FICO Score Report Determines Your Creditworthiness

2007-03-08 10:33:40

( Financial )



Perhaps you know that creditors check your credit reports to assess whether or not to grant you credit. Be aware that in addition to credit reports, creditors look at FICO score reports to determine your creditworthiness.

FICO score reports are based on credit reports that your creditors send to FICO. FICO then uses computer models (based on thousands of successful and unsuccessful borrowers) to evaluate your credit reports and generate an opinion in the form of a score between 350 and 900.

Knowing your FICO score report and what affects it is important. If you receive higher marks on your FICO score report, the more likely that you will get a good financing and a lower interest rate.

Your payment history, outstanding debt, length of your credit history, recent inquiries on your report and types of credit in use are the factors that affect your FICO score report.

Late or missed payments on your bills and a bankruptcy report can hurt your FICO score report. If you did miss some payments more than seven years ago, these lapses will no longer appear in your credit reports and thus, will not affect the debt ratings shown on your FICO score report. However, a bankruptcy report during the last ten years can stay on your credit reports.

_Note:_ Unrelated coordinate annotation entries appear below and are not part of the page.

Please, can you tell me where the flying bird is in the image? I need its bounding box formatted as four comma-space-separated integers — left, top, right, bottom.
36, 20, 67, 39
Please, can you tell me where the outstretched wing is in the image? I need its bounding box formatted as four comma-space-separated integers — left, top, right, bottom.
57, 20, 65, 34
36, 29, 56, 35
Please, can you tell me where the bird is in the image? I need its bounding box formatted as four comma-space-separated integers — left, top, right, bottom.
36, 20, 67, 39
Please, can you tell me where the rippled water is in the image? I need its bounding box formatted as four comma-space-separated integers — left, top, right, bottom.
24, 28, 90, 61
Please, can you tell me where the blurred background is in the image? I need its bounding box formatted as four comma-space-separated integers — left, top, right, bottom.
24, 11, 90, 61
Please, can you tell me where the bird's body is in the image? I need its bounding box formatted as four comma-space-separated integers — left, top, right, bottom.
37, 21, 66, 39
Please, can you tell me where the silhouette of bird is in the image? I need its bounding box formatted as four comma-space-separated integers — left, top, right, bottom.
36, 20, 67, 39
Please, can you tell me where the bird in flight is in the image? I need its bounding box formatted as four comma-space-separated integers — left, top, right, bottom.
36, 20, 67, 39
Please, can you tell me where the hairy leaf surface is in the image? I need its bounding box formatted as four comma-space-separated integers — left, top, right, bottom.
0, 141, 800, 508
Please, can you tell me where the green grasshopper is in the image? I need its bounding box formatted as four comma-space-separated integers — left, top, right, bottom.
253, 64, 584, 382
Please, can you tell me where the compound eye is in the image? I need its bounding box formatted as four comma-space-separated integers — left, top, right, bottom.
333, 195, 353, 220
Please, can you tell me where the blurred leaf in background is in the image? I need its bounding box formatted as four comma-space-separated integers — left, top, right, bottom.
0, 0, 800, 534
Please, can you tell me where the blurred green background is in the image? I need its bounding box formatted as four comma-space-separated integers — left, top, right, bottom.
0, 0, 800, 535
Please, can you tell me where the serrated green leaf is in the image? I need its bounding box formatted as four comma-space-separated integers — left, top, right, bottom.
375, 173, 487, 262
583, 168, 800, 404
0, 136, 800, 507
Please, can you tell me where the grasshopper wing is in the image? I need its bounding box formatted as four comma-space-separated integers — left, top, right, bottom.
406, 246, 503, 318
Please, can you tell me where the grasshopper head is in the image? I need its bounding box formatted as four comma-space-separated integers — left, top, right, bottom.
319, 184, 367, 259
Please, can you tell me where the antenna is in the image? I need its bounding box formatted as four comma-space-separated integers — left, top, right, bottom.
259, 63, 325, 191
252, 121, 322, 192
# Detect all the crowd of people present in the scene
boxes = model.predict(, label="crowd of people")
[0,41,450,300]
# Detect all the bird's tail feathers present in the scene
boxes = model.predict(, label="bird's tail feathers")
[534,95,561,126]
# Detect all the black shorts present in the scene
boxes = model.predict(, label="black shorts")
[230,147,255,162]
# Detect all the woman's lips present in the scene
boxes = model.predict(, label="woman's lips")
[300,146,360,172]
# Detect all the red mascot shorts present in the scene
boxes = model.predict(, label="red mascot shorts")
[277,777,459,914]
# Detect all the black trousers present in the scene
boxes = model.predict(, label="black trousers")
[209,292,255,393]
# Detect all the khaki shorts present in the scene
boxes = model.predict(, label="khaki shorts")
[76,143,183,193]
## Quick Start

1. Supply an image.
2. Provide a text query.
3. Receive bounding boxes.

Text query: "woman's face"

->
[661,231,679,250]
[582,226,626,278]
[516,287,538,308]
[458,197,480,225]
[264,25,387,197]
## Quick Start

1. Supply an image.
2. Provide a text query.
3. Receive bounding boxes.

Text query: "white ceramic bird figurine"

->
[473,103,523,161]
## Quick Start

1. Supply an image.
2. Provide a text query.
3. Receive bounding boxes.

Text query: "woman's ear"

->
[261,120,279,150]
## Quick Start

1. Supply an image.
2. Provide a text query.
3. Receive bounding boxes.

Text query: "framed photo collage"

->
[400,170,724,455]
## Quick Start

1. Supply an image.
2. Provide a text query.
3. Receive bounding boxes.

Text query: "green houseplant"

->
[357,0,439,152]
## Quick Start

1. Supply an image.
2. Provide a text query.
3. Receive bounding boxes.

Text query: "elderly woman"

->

Your debt-to-income ratio is critical. Owning many credit cards with large credit lines could also affect your FICO score report because lenders think that you will easily accumulate debt merely by using your existing card credit lines. You will get good FICO score report if you have established credit for quite some time. But note that more credit inquiries can affect your score adversely.

If you want to know how you score even before you apply for any credit, you may want to order your FICO score report for a minimal fee.